The tracker that we are proposing to optimize is not scale invariant. Its performance on a single core degrades with larger frames. We aim to optimize it and measure the performance improvement due to the use of various heterogenous execution resources made available on a modern smart-phone. Smartphones these days come equipped with multi-core CPUs, GPUs, multi-core DSPs and other ASICs. These execution resources would help us to exploit the parallelism in this application.
THE CHALLENGE
-
When compared to a multicore PC equipped with a GPU, a smartphone has lower performance execution resources. This implies that applications that would perform well on a computer would fare much worse on a smartphone. Also, smartphones typically have smaller memories, and also have a lot of background processes which reduce the effective availability of the resources.
-
Since we are using heterogenous computing resources, the speed of execution in the different pipelines differs. One challenge would be to make scheduling decisions so that all the resources are busy and and provide the maximum throughput at low latencies. Also, the interconnects on a smartphone might force the application to be bandwidth-bound
RESOURCES
Intially we plan to use a Moto G4 Plus. This smartphone has an octa-core ARM CPU (A53), an Adreno 405 GPU, and a Hexagon 546 DSP along with 4 GB RAM. We will use BoofCV as a starting code base. A single-threaded Android implementation is provided by the author, Peter Abeles, which can be parallelized. Adreno and Hexagon SDKs will be used for writing native code kernels in the application.

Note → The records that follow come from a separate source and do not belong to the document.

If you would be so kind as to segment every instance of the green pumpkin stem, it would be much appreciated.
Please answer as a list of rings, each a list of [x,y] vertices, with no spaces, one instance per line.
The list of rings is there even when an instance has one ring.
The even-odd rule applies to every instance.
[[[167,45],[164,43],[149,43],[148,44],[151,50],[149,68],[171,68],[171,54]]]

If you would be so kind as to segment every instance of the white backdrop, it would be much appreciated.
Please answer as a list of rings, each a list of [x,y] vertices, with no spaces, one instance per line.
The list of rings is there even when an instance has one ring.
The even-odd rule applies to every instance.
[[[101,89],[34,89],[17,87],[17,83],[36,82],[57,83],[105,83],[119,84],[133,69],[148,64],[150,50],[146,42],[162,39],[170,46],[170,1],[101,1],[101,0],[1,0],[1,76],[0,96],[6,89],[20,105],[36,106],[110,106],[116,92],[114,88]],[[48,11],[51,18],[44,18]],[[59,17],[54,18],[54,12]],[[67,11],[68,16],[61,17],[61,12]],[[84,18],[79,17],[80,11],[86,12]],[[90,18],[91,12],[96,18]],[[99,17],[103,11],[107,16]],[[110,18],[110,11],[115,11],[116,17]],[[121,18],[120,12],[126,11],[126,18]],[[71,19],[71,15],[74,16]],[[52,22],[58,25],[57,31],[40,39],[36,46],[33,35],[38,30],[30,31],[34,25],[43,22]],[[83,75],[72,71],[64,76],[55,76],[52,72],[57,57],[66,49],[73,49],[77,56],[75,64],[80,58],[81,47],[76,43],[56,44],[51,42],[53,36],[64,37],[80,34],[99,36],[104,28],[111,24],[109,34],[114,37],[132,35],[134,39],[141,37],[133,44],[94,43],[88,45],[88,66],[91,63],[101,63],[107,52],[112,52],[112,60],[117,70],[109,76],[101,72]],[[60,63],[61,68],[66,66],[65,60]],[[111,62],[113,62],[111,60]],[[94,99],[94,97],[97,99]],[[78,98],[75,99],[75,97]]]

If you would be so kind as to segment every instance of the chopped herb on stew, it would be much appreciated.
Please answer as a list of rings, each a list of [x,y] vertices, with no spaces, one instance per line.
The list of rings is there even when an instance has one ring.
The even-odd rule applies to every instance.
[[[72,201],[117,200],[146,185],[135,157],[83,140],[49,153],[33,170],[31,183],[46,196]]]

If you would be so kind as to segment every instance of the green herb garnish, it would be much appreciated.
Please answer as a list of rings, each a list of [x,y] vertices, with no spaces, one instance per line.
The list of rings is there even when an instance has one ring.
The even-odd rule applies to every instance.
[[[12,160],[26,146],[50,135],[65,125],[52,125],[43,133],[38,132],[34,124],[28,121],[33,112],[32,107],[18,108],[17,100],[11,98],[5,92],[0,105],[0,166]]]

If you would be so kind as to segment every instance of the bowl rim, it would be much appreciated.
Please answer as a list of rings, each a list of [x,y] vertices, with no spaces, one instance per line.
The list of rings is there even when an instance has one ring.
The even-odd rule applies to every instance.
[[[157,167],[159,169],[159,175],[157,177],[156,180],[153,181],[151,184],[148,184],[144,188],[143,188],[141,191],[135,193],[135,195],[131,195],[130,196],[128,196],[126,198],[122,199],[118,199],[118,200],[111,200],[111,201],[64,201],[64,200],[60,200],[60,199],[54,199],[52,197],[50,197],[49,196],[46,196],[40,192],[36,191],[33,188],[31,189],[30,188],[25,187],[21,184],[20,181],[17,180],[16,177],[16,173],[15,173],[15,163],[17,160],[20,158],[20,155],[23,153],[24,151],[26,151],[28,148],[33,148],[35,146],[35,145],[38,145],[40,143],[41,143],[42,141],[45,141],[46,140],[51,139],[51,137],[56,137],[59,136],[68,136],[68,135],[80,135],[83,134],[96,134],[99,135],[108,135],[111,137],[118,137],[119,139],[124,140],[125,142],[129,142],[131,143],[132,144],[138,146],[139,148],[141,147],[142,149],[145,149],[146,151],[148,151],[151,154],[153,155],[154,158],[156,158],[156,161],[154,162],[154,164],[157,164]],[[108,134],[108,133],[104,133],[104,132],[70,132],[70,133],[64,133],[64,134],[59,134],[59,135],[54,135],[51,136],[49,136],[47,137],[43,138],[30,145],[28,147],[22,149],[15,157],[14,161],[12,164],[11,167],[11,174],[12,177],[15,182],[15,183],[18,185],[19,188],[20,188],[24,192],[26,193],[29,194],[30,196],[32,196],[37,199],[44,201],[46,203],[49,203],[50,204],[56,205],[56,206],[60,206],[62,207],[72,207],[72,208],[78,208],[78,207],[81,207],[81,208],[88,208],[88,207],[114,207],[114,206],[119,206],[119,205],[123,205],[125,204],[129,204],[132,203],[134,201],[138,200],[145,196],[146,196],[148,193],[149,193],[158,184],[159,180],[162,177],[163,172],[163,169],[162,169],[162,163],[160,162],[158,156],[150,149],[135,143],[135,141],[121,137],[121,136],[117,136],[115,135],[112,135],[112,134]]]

A paper describing the tracking algorithm can be found here: Exploiting the Circulant Structure of Tracking-by-detection with Kernels
GOALS & DELIVERABLES
Plan to achieve:
Significant speedup over the single threaded implementation, given the number of execution resources.
Hope to achieve:
As we will be speeding up some core modules of the starter code, we hope that this might help us to speed up another algorithm in the application suite.
​
At the final project presentation, we intend to show the performance of the original and the optimized object trackers, along with speedup graphs.
PLATFORM CHOICES
We would be choosing a Qualcomm Snapdragon SoC based smartphone offering multiple ARM cores(each with NEON SIMD units),Adreno GPU, and Hexagon DSP.
The platform we have chosen enables us to experiment with DSPs as well as GPUs. This can help us determine the optimal mix of heterogenous resources that can be used to speedup this application.
SCHEDULE
Week 1
Research about the project. Establish a baseline. [DONE]
Week 2
Incorporate JNI in the application. Deploy OpenCl kernels for GPU computation.
Week 3
Work with DSP to offload some GPU calculations. Intermingle operations between DSP, CPU and GPU.
Week 4
Experiment with different execution resource allocations and profile the application. If possible, extend to another tracking algorithm.
CHECKPOINT UPDATE
SCHEDULE
Week 3 Part 1
Incorporate JNI in application - Ashutosh; Profile Circulant Tracker Functions for identifying bottlenecks - Shreedutt
Week 3 Part 2
OpenCl deployment - Ashutosh; Hexagon deployment - Shreedutt
Week 4 Part 1
OpenCl deployment - Shreedutt; Hexagon deployment - Ashutosh
Week 4 Part 2
Packaging and Incorporting "Nice to haves"
WORK DONE SO FAR
We extracted the Circulant Tracker from the BoofCV suite and have created a desktop version for a benchmark. As this is Java code, we have ported it to Android for replicating the benchmark. This benchmark is currently single threaded. In this benchmark, a video is loaded and an object is tracked across all its frames. The time taken for tracking is measured and reported.
UPDATED GOALS AND DELIVERABLES
We should be able to provide at least the "plan to achieve" part of our proposal. We are running a bit behind schedule due to some intricacies involved in writing JNI compatible Android code.
At the final project presentation, we intend to show the performance of the original and the optimized object trackers, along with speedup graphs.
ISSUES
JNI is painful, and the code around it seems to break. Some documentation about the use of native code and code examples are related to the older Android SDKs. The newer Android SDKs have incorporated features which somehow render these examples useless. This increases the time we have to spend in debugging platform issues.